• U.S.

Education: Student Conference

4 minute read
TIME

“You are beginning to see that the best thing you can do as the result of this conference is to utilize as you have not and do not utilize, your opportunities to learn in your colleges and schools; to learn how to think. You don’t know how.” Thus Dr. Albert Parker Fitch, educator and theologian, to several hundred young university men and women who assembled in Evanston, Ill., last week for an Interdenominational Student Conference. Dr. Fitch had been listening to a long abstract wrangle over the definition of “the Church” by undergraduate debaters.

The purpose of the Conference was to bring young minds together to diagnose and prescribe for the ills of the world. It was reported that, “carried on the wings of song and prayer and undimmed idealism, they sought to bring close the poet’s vision of the brotherhood of man, the federation of the world.”

Thus war was a subject on the program, and 181 delegates signified that they would utterly refuse to participate in “the next one”; but 65 felt that their duty to their country or their God might lie in fighting; and 215 “had not thought the thing through.”

The church was appraised. As is usual at such gatherings, an older man was first called upon to speak, in this case Dr. Hubert Herring, social secretary of a Boston, Mass., church.
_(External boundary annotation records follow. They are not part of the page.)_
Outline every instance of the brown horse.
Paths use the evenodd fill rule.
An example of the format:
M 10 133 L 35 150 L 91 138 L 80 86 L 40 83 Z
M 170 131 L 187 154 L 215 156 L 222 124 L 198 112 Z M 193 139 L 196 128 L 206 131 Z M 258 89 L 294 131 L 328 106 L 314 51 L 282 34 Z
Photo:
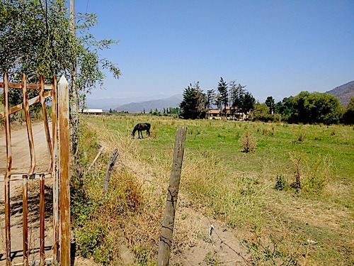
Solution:
M 134 129 L 132 132 L 132 138 L 134 138 L 134 136 L 135 135 L 135 132 L 137 131 L 137 135 L 139 136 L 138 138 L 140 138 L 140 134 L 142 135 L 141 138 L 144 138 L 142 136 L 142 131 L 147 131 L 147 135 L 149 137 L 150 136 L 150 128 L 151 125 L 149 123 L 139 123 L 134 127 Z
With a flair for pat and alliterative statements, he said: “The man in the street has come to regard the church purely as an agency for propaganda … as an organization that is trying to mesmerize him with soft music and big buildings. . . . The church has become too much institutionalized— something that may be summed up by using three B’s—bishops, buildings and budgets.”

Stanley Dowley, communist undergraduate of Ohio State University, raised in coal-mining southern Illinois, said: “The church has always been the weapon of the capitalist class against the working class.”

Mattie Julian, Negress, of De Paul University, said: “Too many of the churches have ministers who belong to the Ku Klux Klan. . . . Church people should support the anti-lynching law.”

The missionary movement became a storm centre when Dr. R. E. Diffendorfer, fatherly secretary of the Methodist Board of Foreign Missions, beamed down from the platform and addressed someone as “my boy.” Amid angry growls and mutterings from the audience, a loud voice vociferated, as reported in public prints: “Youth has been ‘my-boyed’ by a lot of old dunderheads until it’s fed up. That’s why this conference is here.” Y. T. Wu, a Chinese delegate, charged that the mission movement is a growth forced on China at the point of the sword; and a Commission on Foreign Missions brought in other indictments—exploitation of “the heathen,” Americanization of proselytes, military protection of missionaries and indemnities for those molested by “the heathen.”

In the galleries of the convention hall sat avid observers, some of whom were accused by the Executive Committee of asking delegates out to meals, to private discus sion groups, to private prayer meetings, and otherwise lobbying to direct the conference along arbitrary and denominational lines. Such persons were discountenanced and frustrated. Freedom of speech was maintained, though an instructor from the University of Michigan, one Francis Onderdonk, with a world peace plan “simple as a flivver” (cinema films showing war’s horrors) was thought to be an un necessary adjunct to the program and denied a hearing, even when he went on a hunger strike to get it.

Some delegates demonstrated their forceful tolerance by proposing to boycott a local cafeteria which had refused admittance to a Liberian colleague, C. G. Blooah. The proposal was voted down, but Mr. Blooah’s friends walked across town “to eat at a nice Negro restaurant.”

From a soapbox in front of the meeting hall, Thomas Q. (“Pat”) Harrison, U. S. Captain in the War, delivered to a raccoon-coated street crowd a harangue on “The Sin of War,” which he was barred from giving inside. Firebrand of Boston’s last Armistice Day celebration, Mr. Harrison is sponsoring a revolt against war. He cried : “We fellows are going to band ourselves together under a vow of poverty. We’ll not go hungry, but We’ll get along with as little as we can so we’ll know we’re not taking from the Poor We’ll work for small pay. We’ll have to get alone with few children. Our wives will have to work. But nobody will own us and we’ll keep our freedom to speak out for social justice!’ , Within as the sessions drew to a close Dr. Fitch characterized the assembly as “distinctly religious and conservative.”